PARIS: Depuis les frappes israélo-américaines contre l’Iran et la riposte de Téhéran, la situation militaire au Moyen-Orient s’est fortement tendue. Cette crise représente un défi majeur pour la France, qui doit protéger et rapatrier ses ressortissants dans une région devenue instable.

Le Centre de crise et de soutien (CDCS) du ministère français de l’Europe et des Affaires étrangères, dirigé par l’ambassadeur Louis L’alliot, a été immédiatement mobilisé. Ses équipes travaillent jour et nuit pour répondre aux appels des Français, organiser des évacuations et coordonner les actions diplomatiques et humanitaires.

Environ 400 000 Français vivent au Moyen-Orient, auxquels s’ajoutent de nombreux touristes. La fermeture des espaces aériens rend les départs très difficiles. Une plateforme téléphonique composée d’environ 30 répondants, dont une majorité de bénévoles de la Croix-Rouge, traite les appels de personnes inquiètes ou bloquées. Au total, plus de 50 agents peuvent répondre simultanément grâce à plusieurs centres d’appel.

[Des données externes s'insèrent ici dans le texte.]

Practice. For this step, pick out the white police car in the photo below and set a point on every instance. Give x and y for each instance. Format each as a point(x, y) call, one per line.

Depuis le début de la crise, près de 15 000 appels ont été enregistrés. Chaque appel permet de créer un dossier pour identifier la situation des personnes et déterminer les priorités. Les personnes vulnérables (personnes âgées, malades, familles avec jeunes enfants) sont prioritaires pour les vols spéciaux affrétés par l’État, dont le coût est en partie pris en charge.

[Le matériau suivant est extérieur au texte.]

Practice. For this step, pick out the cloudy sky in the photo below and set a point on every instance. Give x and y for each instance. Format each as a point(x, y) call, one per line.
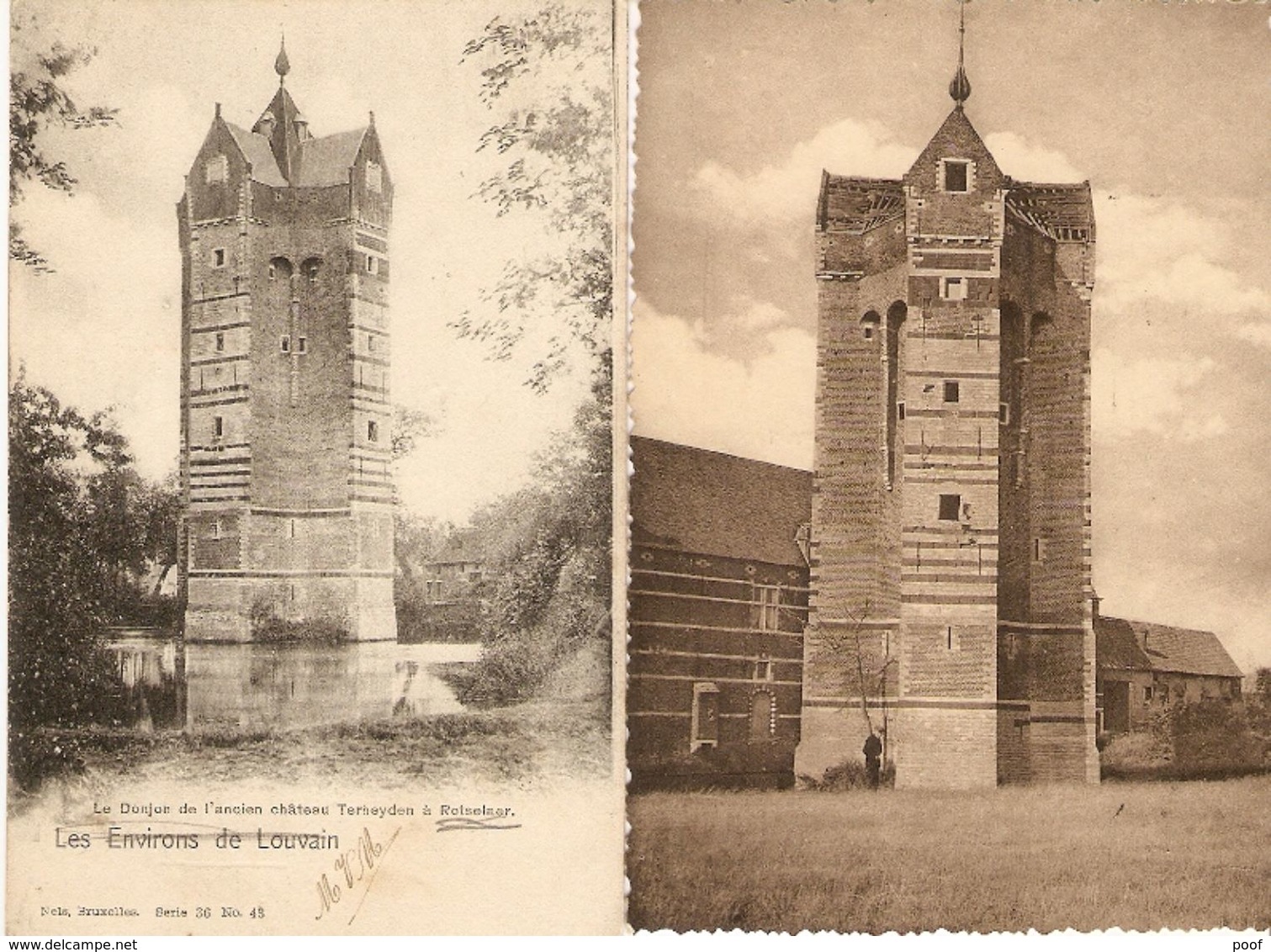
point(103, 331)
point(1163, 107)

Jusqu’à présent, plus de 1 500 personnes ont été rapatriées par ces vols, tandis qu’environ 17 000 Français ont quitté la région par leurs propres moyens.

Le centre fonctionne grâce à plusieurs pôles spécialisés : gestion des ressources humaines, relations internationales, soutien médical, organisation des vols et le « pôle communauté » chargé de contacter les ressortissants prioritaires.

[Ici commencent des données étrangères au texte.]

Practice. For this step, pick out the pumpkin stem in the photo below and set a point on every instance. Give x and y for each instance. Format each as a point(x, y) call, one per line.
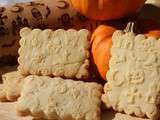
point(130, 27)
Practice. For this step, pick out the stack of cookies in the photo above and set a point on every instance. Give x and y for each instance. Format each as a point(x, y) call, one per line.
point(133, 85)
point(48, 82)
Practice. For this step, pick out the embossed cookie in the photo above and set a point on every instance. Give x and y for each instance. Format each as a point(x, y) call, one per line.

Les bénévoles de la Croix-Rouge jouent également un rôle important en apportant écoute et soutien psychologique aux appelants souvent stressés ou inquiets.

Créé en 2008, le Centre de crise et de soutien est aujourd’hui un outil essentiel de la diplomatie française, capable d’activer une cellule de crise en moins d’une heure et de fonctionner 24h/24 lors de situations internationales majeures.